PORDENONE – Pomeriggio piacevole e coinvolgente martedì 15 maggio, che ha riportato alla mente un bagaglio culturale popolare, che identifica un territorio e una comunità.

Nella sala consiliare del Municipio di Pordenone, la Fidapa ha presentato il libro “ Echi della memoria-Antichi detti e proverbi della parlata pordenonese “, curato da Romanina Santin e da Maria Raffaella Zannoni.

La Presidente FidapaPn, saluta e ringrazia le numerose persone presenti e i rappresentanti di altre associazioni.

Un saluto particolare al Sindaco Alessandro Ciriani, ringraziandolo per la cortese ospitalità, che presa la parola, elogia le autrici sottolineando l’importanza dell’opera per tramandare un linguaggio e una saggezza popolare che rischia di perdersi in un mondo multimediale.

Aggiunge anche come, questi detti nella parlata locale descritti nel libro,debbano considerarsi un regalo alla città per conservarne la memoria.

La raccolta dei proverbi , racconta Romanina, ebbe inizio qualche anno fa, attingendo a ricordi di nonni, genitori e vecchi amici di famiglia .Anche Raffaella stava lavorando allo stesso progetto, presa dalla chiave ironica che ogni proverbio dava dalla sua lettura. Decidono quindi di unire le forze nella ricerca, ma poi tutto rimase nel dimenticatoio e ci volle la spinta della Pastpresident, Giovanna Santin perché il tutto si trasformasse in un libro.

Le autrici si alternano nel racconto dell’ opera, che ha il compito di far riaffiorare dei modi di esprimersi della nostra parlata, a volte anche un po’colorita, che forse stanno scomparendo lasciando sempre più spazio a linguaggi tecnologici.

La ricerca si trasformò in un gioco divertente,soprattutto nelle interviste alle persone avanti con l’età, dove affiorava l’amore e l’attaccamento che esse avevano con il territorio.

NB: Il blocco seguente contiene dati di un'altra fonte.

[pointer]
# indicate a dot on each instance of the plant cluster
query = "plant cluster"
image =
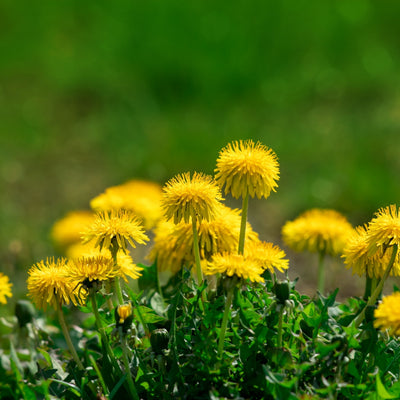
(209, 318)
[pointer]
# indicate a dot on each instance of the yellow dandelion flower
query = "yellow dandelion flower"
(384, 229)
(356, 256)
(387, 315)
(5, 288)
(185, 196)
(235, 264)
(68, 230)
(115, 228)
(88, 271)
(49, 283)
(173, 244)
(125, 262)
(317, 230)
(123, 312)
(268, 255)
(247, 168)
(143, 198)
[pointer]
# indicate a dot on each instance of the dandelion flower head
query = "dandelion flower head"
(387, 315)
(247, 168)
(85, 270)
(317, 230)
(357, 257)
(185, 196)
(143, 198)
(125, 262)
(49, 283)
(173, 244)
(234, 264)
(268, 255)
(115, 228)
(384, 229)
(68, 230)
(5, 288)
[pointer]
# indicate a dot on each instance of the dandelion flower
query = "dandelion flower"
(49, 283)
(384, 229)
(125, 262)
(5, 288)
(68, 230)
(185, 196)
(143, 198)
(115, 227)
(356, 256)
(317, 230)
(247, 168)
(235, 264)
(387, 315)
(173, 244)
(268, 255)
(91, 270)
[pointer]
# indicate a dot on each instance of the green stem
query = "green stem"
(125, 360)
(227, 311)
(118, 291)
(368, 285)
(280, 324)
(321, 272)
(100, 328)
(100, 376)
(141, 320)
(67, 336)
(197, 257)
(242, 235)
(378, 289)
(117, 284)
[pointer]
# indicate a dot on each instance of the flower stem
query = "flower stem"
(125, 360)
(67, 336)
(321, 272)
(197, 257)
(118, 291)
(378, 289)
(368, 285)
(100, 328)
(242, 235)
(224, 324)
(280, 324)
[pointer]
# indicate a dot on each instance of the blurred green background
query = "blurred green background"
(93, 93)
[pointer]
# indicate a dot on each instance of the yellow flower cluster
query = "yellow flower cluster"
(5, 288)
(173, 244)
(366, 251)
(143, 198)
(115, 228)
(318, 230)
(235, 264)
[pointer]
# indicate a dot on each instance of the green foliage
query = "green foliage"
(323, 354)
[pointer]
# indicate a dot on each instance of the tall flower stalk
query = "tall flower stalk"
(192, 198)
(378, 290)
(67, 336)
(247, 170)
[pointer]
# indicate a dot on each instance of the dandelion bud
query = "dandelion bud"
(159, 340)
(282, 291)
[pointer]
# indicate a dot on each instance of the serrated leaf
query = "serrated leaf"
(381, 390)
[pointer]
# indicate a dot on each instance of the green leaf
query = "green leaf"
(148, 315)
(381, 390)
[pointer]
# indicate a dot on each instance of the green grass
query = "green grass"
(93, 94)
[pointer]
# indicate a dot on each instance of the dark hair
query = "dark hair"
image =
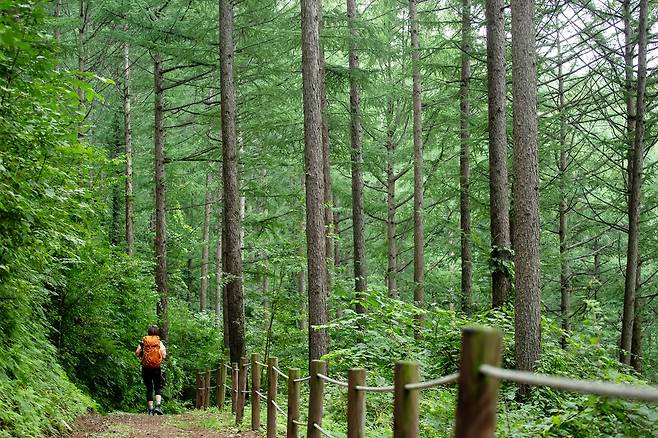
(154, 331)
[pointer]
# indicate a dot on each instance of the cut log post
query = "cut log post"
(316, 398)
(206, 392)
(234, 388)
(405, 404)
(199, 390)
(242, 388)
(292, 431)
(221, 381)
(272, 382)
(477, 394)
(356, 403)
(255, 389)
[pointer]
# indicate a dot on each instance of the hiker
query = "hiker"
(152, 352)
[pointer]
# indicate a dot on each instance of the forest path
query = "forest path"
(140, 425)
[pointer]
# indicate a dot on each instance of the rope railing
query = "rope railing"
(278, 408)
(375, 388)
(322, 431)
(334, 381)
(447, 380)
(280, 373)
(604, 389)
(475, 415)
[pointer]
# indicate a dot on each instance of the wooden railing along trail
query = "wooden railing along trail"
(478, 381)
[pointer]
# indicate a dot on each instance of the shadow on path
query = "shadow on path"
(141, 425)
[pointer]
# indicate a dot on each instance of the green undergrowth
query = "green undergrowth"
(376, 340)
(36, 397)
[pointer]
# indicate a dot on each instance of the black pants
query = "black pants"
(153, 381)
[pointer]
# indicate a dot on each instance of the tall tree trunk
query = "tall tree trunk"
(115, 225)
(301, 275)
(219, 300)
(128, 151)
(315, 230)
(526, 188)
(203, 289)
(336, 224)
(419, 239)
(392, 250)
(358, 220)
(83, 23)
(636, 345)
(498, 192)
(58, 14)
(160, 202)
(231, 231)
(326, 169)
(565, 287)
(189, 281)
(635, 186)
(464, 160)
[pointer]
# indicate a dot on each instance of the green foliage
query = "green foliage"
(44, 212)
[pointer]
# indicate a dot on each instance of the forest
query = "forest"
(355, 182)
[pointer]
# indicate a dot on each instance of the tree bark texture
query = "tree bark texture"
(464, 160)
(232, 251)
(526, 187)
(203, 289)
(83, 23)
(392, 251)
(326, 169)
(315, 214)
(115, 225)
(160, 199)
(301, 275)
(358, 220)
(636, 345)
(498, 191)
(565, 287)
(635, 192)
(219, 300)
(419, 239)
(128, 152)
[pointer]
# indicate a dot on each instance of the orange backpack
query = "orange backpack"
(151, 352)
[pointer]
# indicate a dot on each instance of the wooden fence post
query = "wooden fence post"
(206, 393)
(405, 405)
(356, 403)
(272, 381)
(234, 388)
(477, 394)
(242, 386)
(199, 390)
(255, 389)
(292, 431)
(316, 398)
(221, 381)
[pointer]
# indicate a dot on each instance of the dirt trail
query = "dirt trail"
(137, 426)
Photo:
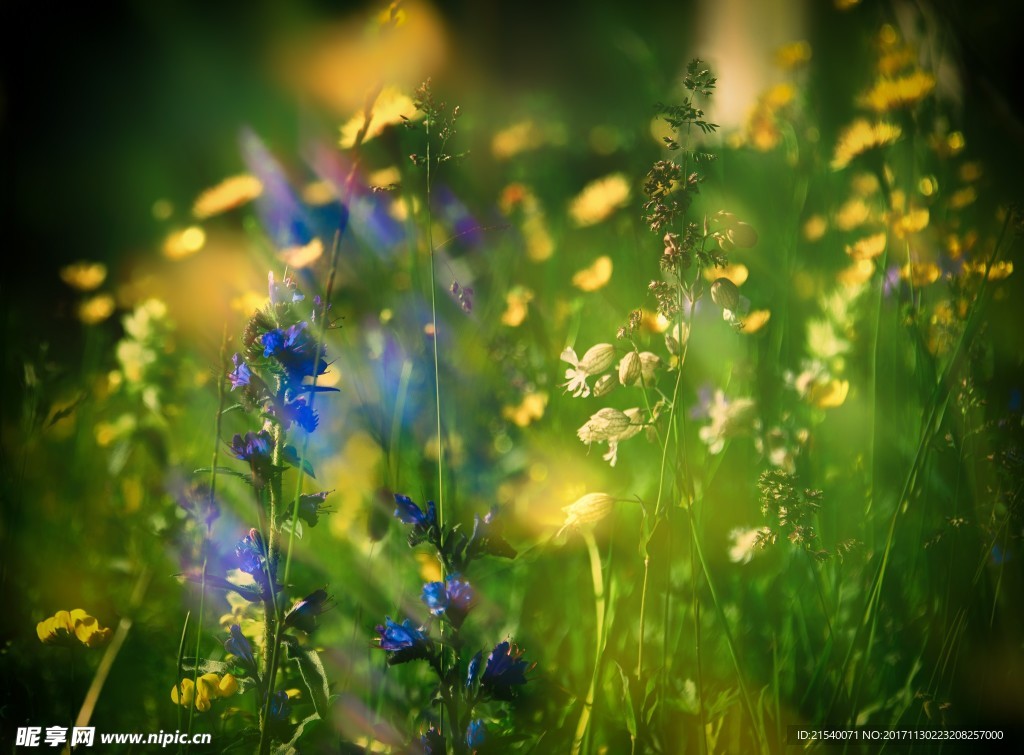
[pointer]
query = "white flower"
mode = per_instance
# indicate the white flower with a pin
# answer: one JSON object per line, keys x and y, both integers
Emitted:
{"x": 594, "y": 362}
{"x": 728, "y": 418}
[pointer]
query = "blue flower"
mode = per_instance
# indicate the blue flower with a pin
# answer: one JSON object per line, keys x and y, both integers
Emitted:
{"x": 476, "y": 732}
{"x": 433, "y": 743}
{"x": 241, "y": 375}
{"x": 473, "y": 671}
{"x": 504, "y": 671}
{"x": 453, "y": 598}
{"x": 402, "y": 641}
{"x": 253, "y": 447}
{"x": 409, "y": 512}
{"x": 239, "y": 646}
{"x": 303, "y": 614}
{"x": 295, "y": 350}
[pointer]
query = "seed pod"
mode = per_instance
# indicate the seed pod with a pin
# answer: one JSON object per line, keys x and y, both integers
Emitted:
{"x": 743, "y": 236}
{"x": 598, "y": 359}
{"x": 649, "y": 362}
{"x": 725, "y": 294}
{"x": 604, "y": 385}
{"x": 629, "y": 369}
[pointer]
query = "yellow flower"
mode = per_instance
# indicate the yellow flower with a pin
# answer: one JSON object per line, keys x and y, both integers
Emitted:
{"x": 227, "y": 195}
{"x": 389, "y": 110}
{"x": 95, "y": 309}
{"x": 599, "y": 199}
{"x": 595, "y": 277}
{"x": 184, "y": 243}
{"x": 588, "y": 509}
{"x": 904, "y": 91}
{"x": 84, "y": 276}
{"x": 793, "y": 55}
{"x": 862, "y": 136}
{"x": 68, "y": 628}
{"x": 205, "y": 689}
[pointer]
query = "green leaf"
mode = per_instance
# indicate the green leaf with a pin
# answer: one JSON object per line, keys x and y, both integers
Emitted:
{"x": 291, "y": 747}
{"x": 631, "y": 716}
{"x": 290, "y": 455}
{"x": 313, "y": 675}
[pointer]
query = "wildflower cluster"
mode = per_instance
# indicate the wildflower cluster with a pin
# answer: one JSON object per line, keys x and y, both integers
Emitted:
{"x": 465, "y": 684}
{"x": 274, "y": 376}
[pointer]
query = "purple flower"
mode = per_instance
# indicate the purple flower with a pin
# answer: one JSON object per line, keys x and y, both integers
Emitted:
{"x": 504, "y": 671}
{"x": 453, "y": 598}
{"x": 253, "y": 447}
{"x": 409, "y": 512}
{"x": 476, "y": 732}
{"x": 402, "y": 641}
{"x": 241, "y": 375}
{"x": 295, "y": 350}
{"x": 303, "y": 614}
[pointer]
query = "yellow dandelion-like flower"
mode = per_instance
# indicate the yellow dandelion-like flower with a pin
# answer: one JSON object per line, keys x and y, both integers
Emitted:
{"x": 96, "y": 308}
{"x": 518, "y": 137}
{"x": 735, "y": 273}
{"x": 828, "y": 393}
{"x": 997, "y": 271}
{"x": 72, "y": 627}
{"x": 853, "y": 213}
{"x": 84, "y": 276}
{"x": 793, "y": 55}
{"x": 184, "y": 243}
{"x": 302, "y": 256}
{"x": 910, "y": 222}
{"x": 904, "y": 91}
{"x": 594, "y": 277}
{"x": 868, "y": 247}
{"x": 227, "y": 195}
{"x": 862, "y": 136}
{"x": 529, "y": 409}
{"x": 516, "y": 306}
{"x": 755, "y": 321}
{"x": 599, "y": 199}
{"x": 390, "y": 109}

L’origine dei proverbi si perde nella notte dei tempi, nascono dall’esperienza umana della vita, sono cultura popolare e sono gocce di saggezza che non devono disperdersi.

Questo il concetto che è alla base del lavoro di Romanina e Raffaella, che si augurano che la lettura faccia sorridere e faccia tornare alla mente quelle voci che si sentivano una volta nei cortili delle case e delle scuole, e nelle piazze della città.

Raffaella Ferli e Flavia Puiatti,socie Fidapa, si alternano nella lettura di una serie di proverbi e filastrocche, tratti dal volume, lettura che viene accompagnata da canzoni popolari eseguite alla chitarra e cantate da Ezra. Porta i saluti ai presenti anche l’assessore alla cultura del comune di Pordenone dott.Tropeano.

Durante la serata viene consegnato il premio alla socia Fidapa, Isabella Scotti, classificata terza al Concorso Open Day 2018.